I'm trying to use Julia (0.5) and Convex.jl (with ECOS solver) to figure out, given a portfolio of 2 stocks, how can I distribute my allocations (in percent) across both stocks such that I maximize my portfolio return and minimize my risk (std dev of returns). I want to maximize what is known as the Sharpe ratio that is a calculation driven from what percentages I have in each of my 2 stocks. So I want to MAXIMIZE the Sharpe ratio and have the solver figure out what is the optimal allocation for the two stocks (I want it to tell me I need x% of stock 1 and 1-x% of stock 2). The only real constraint is that the sum of the percent allocations adds to 100%. I have code below that runs, but does not give me the optimal weights/allocations I'm expecting (which is 36.3% for Supertech & 63.7% for Slowpoke). The solver instead comes back with 50/50.
My intuition is that I either have the objective function modeled incorrectly for the solver, or I need to do more with constraints. I don't have a good grasp on convex optimization so I'm winging it.
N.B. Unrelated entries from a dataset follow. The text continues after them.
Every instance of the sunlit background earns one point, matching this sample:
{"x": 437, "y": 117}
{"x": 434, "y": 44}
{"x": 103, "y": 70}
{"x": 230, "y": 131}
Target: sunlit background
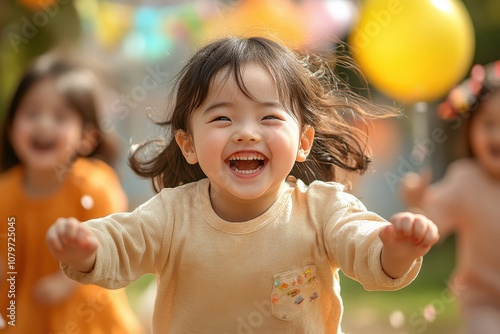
{"x": 411, "y": 52}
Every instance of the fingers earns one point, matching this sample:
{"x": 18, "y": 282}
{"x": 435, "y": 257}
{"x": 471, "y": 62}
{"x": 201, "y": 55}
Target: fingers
{"x": 416, "y": 228}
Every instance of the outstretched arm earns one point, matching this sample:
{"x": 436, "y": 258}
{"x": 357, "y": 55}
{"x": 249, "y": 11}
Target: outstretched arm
{"x": 73, "y": 243}
{"x": 409, "y": 237}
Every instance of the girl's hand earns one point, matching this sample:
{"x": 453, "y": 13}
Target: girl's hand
{"x": 409, "y": 237}
{"x": 73, "y": 243}
{"x": 53, "y": 289}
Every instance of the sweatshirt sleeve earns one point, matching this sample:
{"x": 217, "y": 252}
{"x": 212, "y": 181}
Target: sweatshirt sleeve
{"x": 353, "y": 244}
{"x": 130, "y": 245}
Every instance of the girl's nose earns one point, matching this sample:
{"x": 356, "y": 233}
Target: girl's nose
{"x": 45, "y": 121}
{"x": 247, "y": 133}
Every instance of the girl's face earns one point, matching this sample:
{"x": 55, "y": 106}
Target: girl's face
{"x": 485, "y": 134}
{"x": 46, "y": 132}
{"x": 246, "y": 148}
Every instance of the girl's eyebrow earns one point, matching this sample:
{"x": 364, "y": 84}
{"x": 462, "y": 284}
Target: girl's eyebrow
{"x": 215, "y": 106}
{"x": 271, "y": 104}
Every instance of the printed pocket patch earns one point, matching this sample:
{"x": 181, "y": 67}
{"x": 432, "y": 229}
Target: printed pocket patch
{"x": 293, "y": 291}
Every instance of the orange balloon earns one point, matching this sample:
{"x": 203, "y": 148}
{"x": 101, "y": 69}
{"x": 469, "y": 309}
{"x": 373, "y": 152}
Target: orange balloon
{"x": 35, "y": 5}
{"x": 280, "y": 20}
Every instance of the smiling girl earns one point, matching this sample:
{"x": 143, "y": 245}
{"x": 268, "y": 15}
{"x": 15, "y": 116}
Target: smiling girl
{"x": 50, "y": 132}
{"x": 247, "y": 233}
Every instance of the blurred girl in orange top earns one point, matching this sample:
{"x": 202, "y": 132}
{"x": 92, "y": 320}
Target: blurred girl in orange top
{"x": 50, "y": 133}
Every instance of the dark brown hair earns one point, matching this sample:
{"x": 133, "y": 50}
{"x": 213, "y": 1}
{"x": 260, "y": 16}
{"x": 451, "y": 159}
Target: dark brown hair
{"x": 77, "y": 84}
{"x": 306, "y": 85}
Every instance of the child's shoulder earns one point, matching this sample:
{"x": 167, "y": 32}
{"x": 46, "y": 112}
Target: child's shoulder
{"x": 89, "y": 174}
{"x": 325, "y": 192}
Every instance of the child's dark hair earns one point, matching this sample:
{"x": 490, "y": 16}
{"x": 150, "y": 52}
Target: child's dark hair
{"x": 466, "y": 98}
{"x": 77, "y": 84}
{"x": 306, "y": 85}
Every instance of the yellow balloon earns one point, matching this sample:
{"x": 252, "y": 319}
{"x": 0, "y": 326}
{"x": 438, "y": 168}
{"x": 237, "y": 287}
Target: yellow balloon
{"x": 413, "y": 50}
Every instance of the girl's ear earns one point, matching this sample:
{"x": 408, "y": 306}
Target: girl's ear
{"x": 185, "y": 142}
{"x": 306, "y": 141}
{"x": 89, "y": 142}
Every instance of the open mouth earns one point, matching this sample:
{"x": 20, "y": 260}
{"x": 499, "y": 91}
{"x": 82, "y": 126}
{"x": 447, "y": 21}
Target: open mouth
{"x": 43, "y": 145}
{"x": 247, "y": 163}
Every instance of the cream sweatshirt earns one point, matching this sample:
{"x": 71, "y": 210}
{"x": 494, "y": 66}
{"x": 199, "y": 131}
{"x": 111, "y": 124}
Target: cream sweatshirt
{"x": 277, "y": 273}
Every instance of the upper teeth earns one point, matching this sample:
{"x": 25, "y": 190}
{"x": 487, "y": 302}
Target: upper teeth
{"x": 246, "y": 157}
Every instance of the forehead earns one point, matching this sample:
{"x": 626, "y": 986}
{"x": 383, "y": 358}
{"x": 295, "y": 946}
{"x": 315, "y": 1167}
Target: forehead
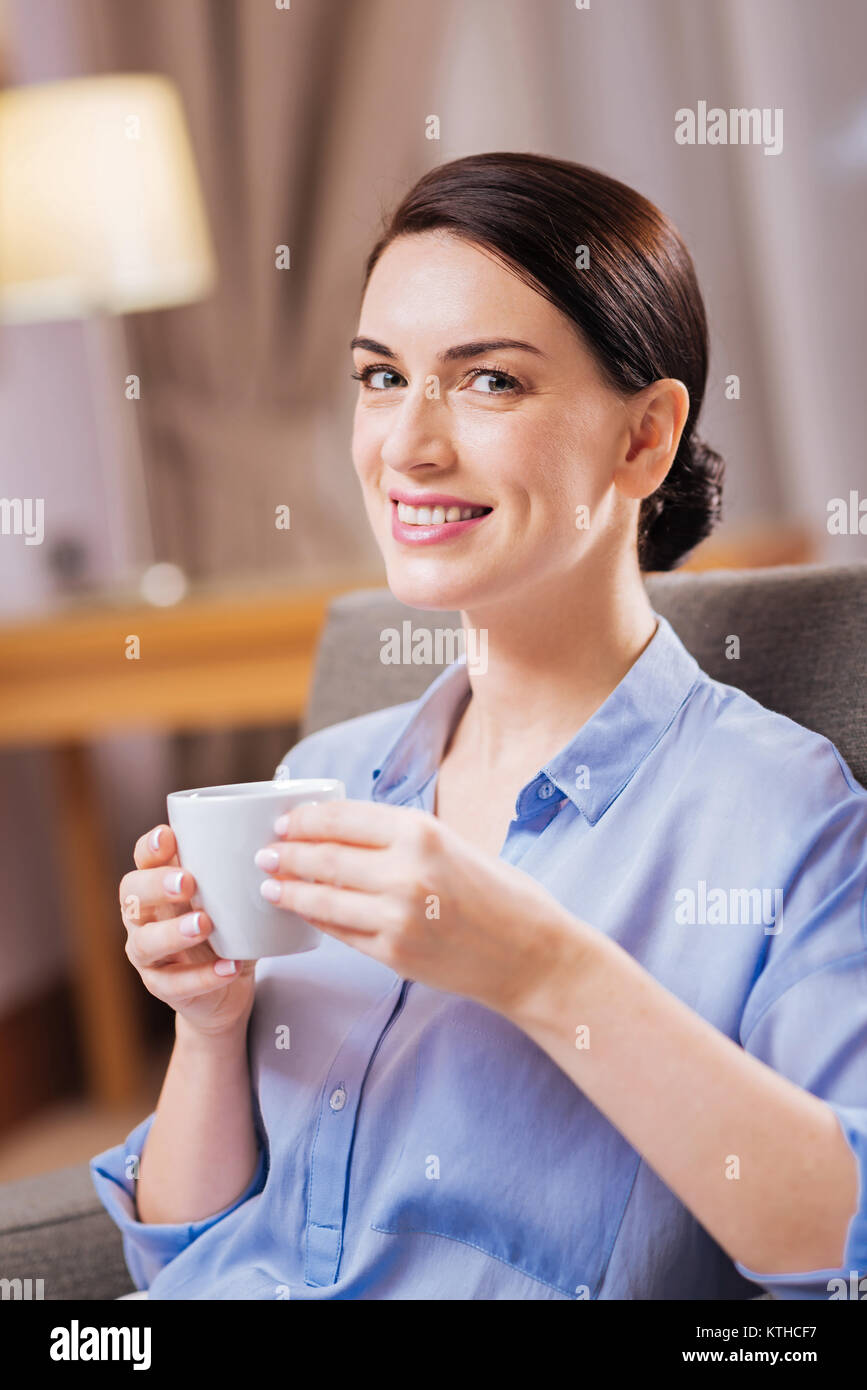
{"x": 448, "y": 289}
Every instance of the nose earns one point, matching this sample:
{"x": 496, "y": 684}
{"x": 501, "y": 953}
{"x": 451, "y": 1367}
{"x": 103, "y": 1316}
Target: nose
{"x": 417, "y": 434}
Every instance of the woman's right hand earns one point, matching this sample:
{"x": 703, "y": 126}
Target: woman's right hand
{"x": 167, "y": 943}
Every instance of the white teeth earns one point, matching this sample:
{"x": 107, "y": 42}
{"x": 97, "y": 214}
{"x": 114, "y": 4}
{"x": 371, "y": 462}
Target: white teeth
{"x": 435, "y": 516}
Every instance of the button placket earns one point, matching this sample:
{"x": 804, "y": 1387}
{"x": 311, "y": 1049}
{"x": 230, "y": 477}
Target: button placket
{"x": 329, "y": 1158}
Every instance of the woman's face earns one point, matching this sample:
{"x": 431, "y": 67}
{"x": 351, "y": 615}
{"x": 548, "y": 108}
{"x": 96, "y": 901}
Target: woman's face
{"x": 438, "y": 427}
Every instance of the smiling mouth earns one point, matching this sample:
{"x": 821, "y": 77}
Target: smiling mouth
{"x": 438, "y": 514}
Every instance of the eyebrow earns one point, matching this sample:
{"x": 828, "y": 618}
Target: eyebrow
{"x": 459, "y": 353}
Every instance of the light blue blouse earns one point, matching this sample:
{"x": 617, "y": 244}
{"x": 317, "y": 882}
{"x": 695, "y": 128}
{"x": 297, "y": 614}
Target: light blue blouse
{"x": 416, "y": 1144}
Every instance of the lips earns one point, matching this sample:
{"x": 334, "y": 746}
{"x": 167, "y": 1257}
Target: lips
{"x": 435, "y": 519}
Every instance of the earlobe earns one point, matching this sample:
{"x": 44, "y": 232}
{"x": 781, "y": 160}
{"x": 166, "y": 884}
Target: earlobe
{"x": 662, "y": 412}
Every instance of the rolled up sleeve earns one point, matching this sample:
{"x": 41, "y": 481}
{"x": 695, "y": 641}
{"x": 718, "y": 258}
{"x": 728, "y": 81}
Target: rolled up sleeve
{"x": 147, "y": 1247}
{"x": 807, "y": 1019}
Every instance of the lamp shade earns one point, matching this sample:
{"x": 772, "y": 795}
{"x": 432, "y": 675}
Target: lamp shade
{"x": 100, "y": 205}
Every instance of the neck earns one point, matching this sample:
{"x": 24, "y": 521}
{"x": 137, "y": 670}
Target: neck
{"x": 552, "y": 660}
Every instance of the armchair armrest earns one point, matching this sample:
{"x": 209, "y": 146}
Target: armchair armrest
{"x": 56, "y": 1229}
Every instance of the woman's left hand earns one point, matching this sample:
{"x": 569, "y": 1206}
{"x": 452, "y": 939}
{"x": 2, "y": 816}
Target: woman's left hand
{"x": 405, "y": 888}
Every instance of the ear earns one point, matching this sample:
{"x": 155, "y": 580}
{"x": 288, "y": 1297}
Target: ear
{"x": 655, "y": 423}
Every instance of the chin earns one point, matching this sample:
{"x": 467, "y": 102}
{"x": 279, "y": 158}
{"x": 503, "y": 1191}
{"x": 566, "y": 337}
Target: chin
{"x": 428, "y": 591}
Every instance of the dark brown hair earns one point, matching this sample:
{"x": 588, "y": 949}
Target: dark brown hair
{"x": 637, "y": 305}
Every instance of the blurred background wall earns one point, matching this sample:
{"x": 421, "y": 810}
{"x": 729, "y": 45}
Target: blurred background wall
{"x": 307, "y": 121}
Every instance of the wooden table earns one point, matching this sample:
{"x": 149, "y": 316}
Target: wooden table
{"x": 211, "y": 660}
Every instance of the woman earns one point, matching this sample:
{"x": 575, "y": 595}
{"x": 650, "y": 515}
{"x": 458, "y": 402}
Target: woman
{"x": 524, "y": 1064}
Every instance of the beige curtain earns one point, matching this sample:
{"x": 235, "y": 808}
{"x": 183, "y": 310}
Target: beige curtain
{"x": 303, "y": 124}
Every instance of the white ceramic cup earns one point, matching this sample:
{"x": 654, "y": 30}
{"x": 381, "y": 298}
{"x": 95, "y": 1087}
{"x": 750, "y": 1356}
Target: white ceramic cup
{"x": 218, "y": 830}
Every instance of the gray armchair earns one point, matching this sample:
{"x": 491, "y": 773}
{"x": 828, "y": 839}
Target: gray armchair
{"x": 803, "y": 637}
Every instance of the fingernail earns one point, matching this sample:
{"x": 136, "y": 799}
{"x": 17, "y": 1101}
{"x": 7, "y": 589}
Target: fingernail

Also, my objective function uses the variable.value attribute to get the correct output and I suspect I need to be working with the Variable expression object instead.
Question is, is what I'm trying to achieve something the Convex solver is designed for and I just have to model the objective function and constraints better, or do I have to just iterate the weights and brute force it?
Code with comments:
using Convex, ECOS
Supertech = [-.2; .1; .3; .5];
Slowpoke = [.05; .2; -.12; .09];
A = reshape([Supertech; Slowpoke],4,2)
mlen = size(A)[1]
R = vec(mean(A,1))
n=rank(A)
w = Variable(n)
c1 = sum(w) == 1;
λ = .01
w.value = [λ; 1-λ]
sharpe_ratio = sqrt(mlen) * (w.value' * R) / sqrt(sum(vec(w.value' .* w.value) .* vec(cov(A,1,false))))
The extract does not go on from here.